Friday, Apr. 03, 1964

Spain Outside the Door

For two years, Dictator Francisco Franco had been "on his best behavior.

Spain's bid for associate membership in the Common Market was at stake, and el Caudillo was willing to relax his autocratic grip a bit in order to convince the Eurocrats of his sincerity. Last week in Brussels, on the eve of the 25th-anniversary celebration of Franco's Civil War victory, Spain's two-year-old application finally got a hearing.

Priming the Pump. Spain's advocates could point out that Franco had really tried. Reluctantly admitting that his country could not achieve economic maturity outside the Common Market, he embarked on a deliberate policy of liberalization. Press censorship was eased; reactionary Falangist ministers were replaced by more open-minded officials; a recent trial of 33 political prisoners was held before a civilian rather than a military court--and some prisoners were even acquitted.

Equally important, as far as the Common Market was concerned, Franco began to reform Spain's backward economy. Many rigid state controls on prices and production were abolished, and foreign investors began priming the Hispanic pump. Spain's annual industrial output climbed at a rate of 11% a year; gross national income rose at 6% to a record $13 billion last year. Gold and foreign-currency reserves, a paltry $65 million five years ago, now total $1.2 billion.
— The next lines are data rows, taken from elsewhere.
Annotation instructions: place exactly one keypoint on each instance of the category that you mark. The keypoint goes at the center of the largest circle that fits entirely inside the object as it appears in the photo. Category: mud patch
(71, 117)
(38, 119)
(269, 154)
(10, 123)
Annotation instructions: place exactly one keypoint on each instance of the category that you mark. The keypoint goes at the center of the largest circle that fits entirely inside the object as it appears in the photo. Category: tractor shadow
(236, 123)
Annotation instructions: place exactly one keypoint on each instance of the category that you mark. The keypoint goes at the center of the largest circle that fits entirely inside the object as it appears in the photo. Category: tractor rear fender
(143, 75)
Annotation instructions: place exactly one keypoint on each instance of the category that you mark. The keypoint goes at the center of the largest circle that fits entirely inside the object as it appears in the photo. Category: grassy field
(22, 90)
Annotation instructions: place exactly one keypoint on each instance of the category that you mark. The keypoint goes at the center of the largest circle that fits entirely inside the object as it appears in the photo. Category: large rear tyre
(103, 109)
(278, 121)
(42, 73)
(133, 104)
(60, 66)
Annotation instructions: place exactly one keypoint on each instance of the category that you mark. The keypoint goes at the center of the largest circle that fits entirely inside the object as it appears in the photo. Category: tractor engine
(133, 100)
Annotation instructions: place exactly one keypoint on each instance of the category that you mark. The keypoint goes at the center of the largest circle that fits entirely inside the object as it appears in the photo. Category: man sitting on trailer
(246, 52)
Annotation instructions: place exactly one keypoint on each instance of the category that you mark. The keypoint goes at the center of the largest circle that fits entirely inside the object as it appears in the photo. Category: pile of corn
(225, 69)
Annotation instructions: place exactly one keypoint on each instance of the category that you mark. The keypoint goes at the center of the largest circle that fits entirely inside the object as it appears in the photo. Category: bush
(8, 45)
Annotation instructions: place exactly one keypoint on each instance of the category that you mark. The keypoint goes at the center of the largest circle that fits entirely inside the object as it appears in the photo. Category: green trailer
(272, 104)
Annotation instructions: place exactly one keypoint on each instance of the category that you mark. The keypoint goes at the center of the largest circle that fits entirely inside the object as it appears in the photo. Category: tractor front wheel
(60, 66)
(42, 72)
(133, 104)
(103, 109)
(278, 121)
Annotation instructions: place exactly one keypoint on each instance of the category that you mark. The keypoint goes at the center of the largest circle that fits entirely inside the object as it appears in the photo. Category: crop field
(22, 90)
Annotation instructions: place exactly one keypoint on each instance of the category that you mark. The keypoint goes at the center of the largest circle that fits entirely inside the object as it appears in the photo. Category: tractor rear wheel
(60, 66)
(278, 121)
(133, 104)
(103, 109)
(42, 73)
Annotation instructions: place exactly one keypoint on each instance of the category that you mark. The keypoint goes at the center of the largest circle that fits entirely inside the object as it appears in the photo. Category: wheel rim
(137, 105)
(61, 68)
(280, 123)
Millions of tourists flooded into Spain, spending $650 million last year alone on everything from corridas to castanets. An even more important migration went the other way. Nearly a million Spanish workers, jobless in their own country, headed out into labor-hungry Europe; today they send home nearly $200 million a year in savings, a major source of income for the Spanish economy.

Pleading the Cause. In Brussels, France's Foreign Minister Maurice Couve de Murville pleaded Spain's cause logically and eloquently. Spanish diplomats had tried using the engagement of Spain's Prince Carlos and The Netherlands' Princess Irene, as well as the Spanish birth of Belgium's Queen Fabiola, to woo the Low Countries. Nothing could shake the bitter Socialist Francophobes of Belgium and Italy. "The Belgian government can never accept this Spain," snapped Foreign Minister Paul-Henri Spaak, though he did not exclude bilateral trade agreements with Common Market nations. Italy's Ambassador Antonio Venturini made it plain that his government's apertura a sinistra (opening to the left) could never brook an apertura a Franco.

Delaying a formal decision until mid-April, the Six left open the possibility of further discussions with Spain over its economic future. That just about gave Spain a toe hold. But Common Market membership appears impossible as long as Franco rules. El Caudillo's economic brain-trusters would be glad enough to settle for mere trade agreements at present, but their problem now is to keep Franco encouraged despite the slap in Brussels.

By hewing to their ritualistic hatred of Franco Spain, by still insisting on fighting the battles of a quarter-century ago, the Socialists of Belgium and Italy may be making a mistake. The Falangist foes of liberalization may soon be crying: "We told you so." By trying to "please the foreigners," they claim, the government has sullied Spanish pride. A return to isolationism and intransigency could well be the result.